Remigius von Auxerre
Catena Aurea · Matthäusevangelium 4
18 Als er am See von Galiläa entlang wanderte, sah er zwei Brüder: Simon, der Petrus genannt wird, und seinen Bruder Andreas. Sie warfen ein Netz in den See, denn sie waren Fischer. 19 Da sagte er zu ihnen: Kommt, folgt mir nach. Ich will euch zu Menschenfischern machen. 20 Sofort verließen sie ihre Netze und folgten ihm. 21 Als er weiterging, sah er zwei andere Brüder: Jakobus, den Sohn des Zebedäus, und seinen Bruder Johannes. Sie waren mit ihrem Vater Zebedäus im Boot und besserten ihre Netze aus. Er rief sie 22 und sofort verließen sie das Boot und ihren Vater und folgten ihm.

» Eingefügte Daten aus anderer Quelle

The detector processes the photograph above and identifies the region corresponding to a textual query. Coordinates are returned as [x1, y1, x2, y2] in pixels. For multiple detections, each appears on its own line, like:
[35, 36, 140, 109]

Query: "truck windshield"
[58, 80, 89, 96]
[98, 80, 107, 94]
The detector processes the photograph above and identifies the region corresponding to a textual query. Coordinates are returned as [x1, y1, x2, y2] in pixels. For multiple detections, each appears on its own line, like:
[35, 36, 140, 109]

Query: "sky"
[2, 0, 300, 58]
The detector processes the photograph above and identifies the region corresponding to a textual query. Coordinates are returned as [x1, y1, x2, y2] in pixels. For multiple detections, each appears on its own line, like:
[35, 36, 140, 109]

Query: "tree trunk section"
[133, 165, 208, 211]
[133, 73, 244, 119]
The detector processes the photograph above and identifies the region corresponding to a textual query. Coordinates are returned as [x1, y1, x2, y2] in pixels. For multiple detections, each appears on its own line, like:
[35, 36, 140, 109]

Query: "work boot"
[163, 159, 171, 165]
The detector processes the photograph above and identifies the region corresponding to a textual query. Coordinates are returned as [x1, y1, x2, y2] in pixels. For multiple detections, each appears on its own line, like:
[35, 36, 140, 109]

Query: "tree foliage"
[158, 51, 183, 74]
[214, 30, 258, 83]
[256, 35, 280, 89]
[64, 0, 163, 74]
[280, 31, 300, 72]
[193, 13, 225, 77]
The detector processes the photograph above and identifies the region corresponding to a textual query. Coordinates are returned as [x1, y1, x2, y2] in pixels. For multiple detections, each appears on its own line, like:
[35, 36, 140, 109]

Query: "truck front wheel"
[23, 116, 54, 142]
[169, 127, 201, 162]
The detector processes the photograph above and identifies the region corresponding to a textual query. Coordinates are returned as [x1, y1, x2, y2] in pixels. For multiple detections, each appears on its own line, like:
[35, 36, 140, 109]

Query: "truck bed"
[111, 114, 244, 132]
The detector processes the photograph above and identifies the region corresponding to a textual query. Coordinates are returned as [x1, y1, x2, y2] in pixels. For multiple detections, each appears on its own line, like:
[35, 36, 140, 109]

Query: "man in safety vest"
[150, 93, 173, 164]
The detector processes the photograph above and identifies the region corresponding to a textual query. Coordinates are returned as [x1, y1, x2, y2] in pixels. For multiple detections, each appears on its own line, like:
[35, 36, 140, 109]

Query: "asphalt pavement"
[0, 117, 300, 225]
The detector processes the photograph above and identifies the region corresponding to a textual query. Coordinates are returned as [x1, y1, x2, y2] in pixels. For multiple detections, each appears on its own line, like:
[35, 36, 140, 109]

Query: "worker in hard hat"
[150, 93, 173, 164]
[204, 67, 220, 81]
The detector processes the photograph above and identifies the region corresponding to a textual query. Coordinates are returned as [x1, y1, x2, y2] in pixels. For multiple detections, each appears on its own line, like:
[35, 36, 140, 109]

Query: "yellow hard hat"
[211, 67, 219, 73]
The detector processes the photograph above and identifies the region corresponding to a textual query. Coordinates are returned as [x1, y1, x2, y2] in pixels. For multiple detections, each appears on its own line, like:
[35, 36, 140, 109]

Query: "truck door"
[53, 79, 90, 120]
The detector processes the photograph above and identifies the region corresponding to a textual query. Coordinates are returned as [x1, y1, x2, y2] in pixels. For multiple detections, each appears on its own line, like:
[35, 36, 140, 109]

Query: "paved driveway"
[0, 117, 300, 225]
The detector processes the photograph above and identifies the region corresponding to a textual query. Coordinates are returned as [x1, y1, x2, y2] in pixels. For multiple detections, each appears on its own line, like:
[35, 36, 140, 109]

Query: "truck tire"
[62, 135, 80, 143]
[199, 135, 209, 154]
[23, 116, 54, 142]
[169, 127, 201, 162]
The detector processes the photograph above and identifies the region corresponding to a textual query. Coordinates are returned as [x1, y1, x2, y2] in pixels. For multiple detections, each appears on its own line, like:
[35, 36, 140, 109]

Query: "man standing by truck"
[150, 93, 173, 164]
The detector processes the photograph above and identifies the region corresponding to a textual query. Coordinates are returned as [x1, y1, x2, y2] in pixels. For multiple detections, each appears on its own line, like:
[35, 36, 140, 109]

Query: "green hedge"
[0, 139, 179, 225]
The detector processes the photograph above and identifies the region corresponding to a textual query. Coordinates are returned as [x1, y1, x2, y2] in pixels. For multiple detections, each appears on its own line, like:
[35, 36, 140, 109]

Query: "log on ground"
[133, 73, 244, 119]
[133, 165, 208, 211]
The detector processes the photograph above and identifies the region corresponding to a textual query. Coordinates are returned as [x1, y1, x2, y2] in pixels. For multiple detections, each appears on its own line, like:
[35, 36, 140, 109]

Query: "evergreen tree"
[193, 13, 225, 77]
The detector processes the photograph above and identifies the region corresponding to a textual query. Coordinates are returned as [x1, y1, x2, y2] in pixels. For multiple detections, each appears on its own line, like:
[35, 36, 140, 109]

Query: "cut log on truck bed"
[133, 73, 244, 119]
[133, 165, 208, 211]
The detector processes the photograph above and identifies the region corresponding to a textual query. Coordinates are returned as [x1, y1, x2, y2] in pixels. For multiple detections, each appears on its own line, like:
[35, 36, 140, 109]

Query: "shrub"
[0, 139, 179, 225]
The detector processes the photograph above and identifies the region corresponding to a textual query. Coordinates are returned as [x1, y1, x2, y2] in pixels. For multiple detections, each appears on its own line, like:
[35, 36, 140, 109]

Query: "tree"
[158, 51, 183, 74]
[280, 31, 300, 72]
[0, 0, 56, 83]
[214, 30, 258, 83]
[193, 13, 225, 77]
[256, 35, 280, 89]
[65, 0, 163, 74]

Mystisch wird durch das Meer diese Welt bezeichnet wegen ihrer Bitterkeit und ihrer wogenden Wellen. Galiläa wird gedeutet als ‚rollend‘ oder ‚ein Rad‘ und zeigt die Wandelbarkeit der Welt. Jesus wandelte am Meer, als Er durch die Menschwerdung zu uns kam, denn Er nahm von der Jungfrau nicht das Fleisch der Sünde an, sondern die Ähnlichkeit des Fleisches der Sünde. Durch die zwei Brüder werden zwei Völker bezeichnet, die von einem Gott, ihrem Vater, geboren sind; Er sah sie, als Er sie in Seiner Barmherzigkeit anblickte. In Petrus (was ‚besitzend‘ gedeutet wird), der Simon (d. h. gehorsam) genannt wird, wird das jüdische Volk bezeichnet, das Gott im Gesetz anerkannte und Seinen Geboten gehorchte; Andreas, was ‚mannhaft‘ oder ‚anmutig‘ gedeutet wird, bezeichnet die Heiden, die, nachdem sie zur Erkenntnis Gottes gelangt waren, mannhaft im Glauben blieben. Er nannte uns Sein Volk, als Er die Prediger in die Welt sandte und sprach: Folge mir nach; das heißt, verlasse den Betrüger, folge deinem Schöpfer. Aus beiden Völkern wurden Menschenfischer gemacht, das heißt Prediger. Sie verließen ihre Schiffe, das heißt fleischliche Begierden, und ihre Netze, das heißt die Liebe zur Welt, und folgten Christus. Unter Jakobus wird das jüdische Volk verstanden, das durch seine Gotteserkenntnis den Teufel besiegte; unter Johannes die heidnische Welt, die allein durch Gnade gerettet wurde. Zebedäus, den sie verlassen (der Name wird gedeutet als fliegend oder fallend), bezeichnet die Welt, die vergeht, und den Teufel, der vom Himmel fiel. Durch Petrus und Andreas, die ihr Netz ins Meer werfen, sind jene gemeint, die in ihrer frühen Jugend vom Herrn berufen werden, während sie aus dem Schiff ihres Leibes die Netze der fleischlichen Begierde in das Meer dieser Welt werfen. Durch Jakobus und Johannes, die ihre Netze ausbessern, sind jene bezeichnet, die nach der Sünde, bevor die Widerwärtigkeit kommt, zu Christus kommen und wiedererlangen, was sie verloren hatten.